В кабинете его на втором этаже ожидание к тому времени достигло того предела, когда здравый смысл отступает, теряется, уступая место раздражению и злобе. Пятеро сидевших кто где людей нервно вздрагивали, едва раздавались в коридоре приближающиеся шаги, напряженно вслушивались. Но шаги, отшумев, удалялись и вновь наступала тягучая, унылая тишина.

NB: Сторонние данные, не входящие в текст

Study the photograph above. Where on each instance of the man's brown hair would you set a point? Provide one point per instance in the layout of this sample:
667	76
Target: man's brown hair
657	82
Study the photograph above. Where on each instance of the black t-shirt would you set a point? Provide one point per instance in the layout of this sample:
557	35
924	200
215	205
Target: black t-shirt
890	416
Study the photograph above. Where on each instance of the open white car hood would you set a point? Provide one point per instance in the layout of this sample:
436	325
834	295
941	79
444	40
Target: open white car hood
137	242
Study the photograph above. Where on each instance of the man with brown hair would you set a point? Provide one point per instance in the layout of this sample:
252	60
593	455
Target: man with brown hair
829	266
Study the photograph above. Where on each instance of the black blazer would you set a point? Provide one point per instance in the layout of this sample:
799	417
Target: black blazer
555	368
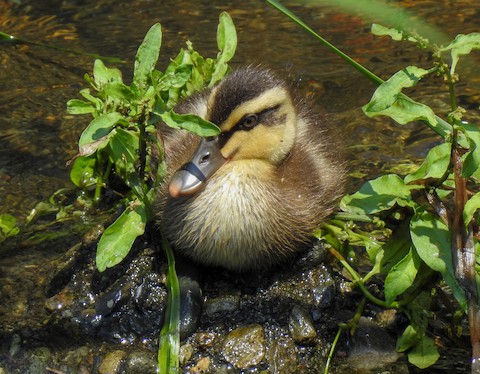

Табачный дым плавал в воздухе подобно облакам в небе.
— Да где же носит нашего уважаемого шефа! — в который раз уже, воздев руки к потолку, потряс ими доцент Анвар Ибрагимович Ниязов, сидя в профессорском кресле за столом, пронзая оттуда всех черными и блестящими, словно начищенными гуталином глазами.
— Мм, задерживаются, задерживаются! — саркастически улыбнулся Александр Григорьевич Вульф — сильно лысеющий блондин с чисто выбритыми складками на лице.
— Забрали нашего шефа под белы рученьки, — задумчиво глядя в стену, сказал худой и длинный, похожий на удочку Николай Иванович Ребусов.
— Говорил, надо идти всем вместе, говорил! — загорячился Анвар Ибрагимович. — А теперь вот сиди и жди!
— Нет-нет, все правильно! — доцент Феликс Яковлевич Луппов предостерегающе поднял руку и значительно прикрыл глаза, близко посаженные к задранному, как у императора Павла, носу. — Если бы мы пошли все вместе, это было бы похоже на демонстрацию. А затевая такое дело, нельзя раздражать власти. Могут придраться и инкриминировать.
— Да бросьте! — отмахнулся Ниязов. — Какая демонстрация! Кому такое придет в голову!
— Не скажите, не скажите! — Феликс Яковлевич мягко ступал по паркету непомерно короткими по сравнению с затянутым в белый халат туловищем ногами. — Кому понадобится, тому и придет! Уверяю вас!
— Ох-хо-хо! Заварили мы кашу! — вздохнул Юлий Павлович Ганин, быстро обегая всех круглыми шустрыми глазками.
— А что такое? — вскинул на него саркастическую бровь Александр Григорьевич. — Какую кашу? Мы только ставим на место зарвавшихся жуликов. На то самое место, четко определенное им законом, — из длинных пальцев он сложил фигуру, означающую тюремную решетку и показал всем. — Что же в этом такого?
— Да... боязно как-то! — Юлий Павлович поежился и хохотнул. — У нашего Хряка связи... Говорят, аж в самой Москве у него мохнатая лапа. Как бы, хе-хе, самим не занять то место!
Все с ненавистью посмотрели на него.
— Молчите уж, вы-ы!
Анвар Ибрагимович выскочил из-за стола и подступил к самому Юлию Павловичу, склонил над ним плотное тело, навис над приклеенным к выпуклому лбу реденьким чубчиком черной с проседью бородкой.
— По-вашему, надо было молчать, да? Надо было и дальше терпеть безобразия, да? Ходят, понимаешь, всякие лентяи, а я терпеть, да?
— Действительно, — вздернул плечом Александр Григорьевич, — почему я должен учить этих бездарных, тупых толстосумов? Какое мне до них дело? Почему трачу на них мое драгоценное время? Обделывайте свои делишки, но, попрошу, без меня! — погрозил он неизвестно кому пальцем, кому-то за окном.
— Вот именно! — кивнул Ребусов. — Выходит, что и мы вроде бы соучаствуем в их махинациях. Учим, стараемся, а денежки кладут себе в карман наш уважаемый ректор и его банда. Очень мило, ха-ха!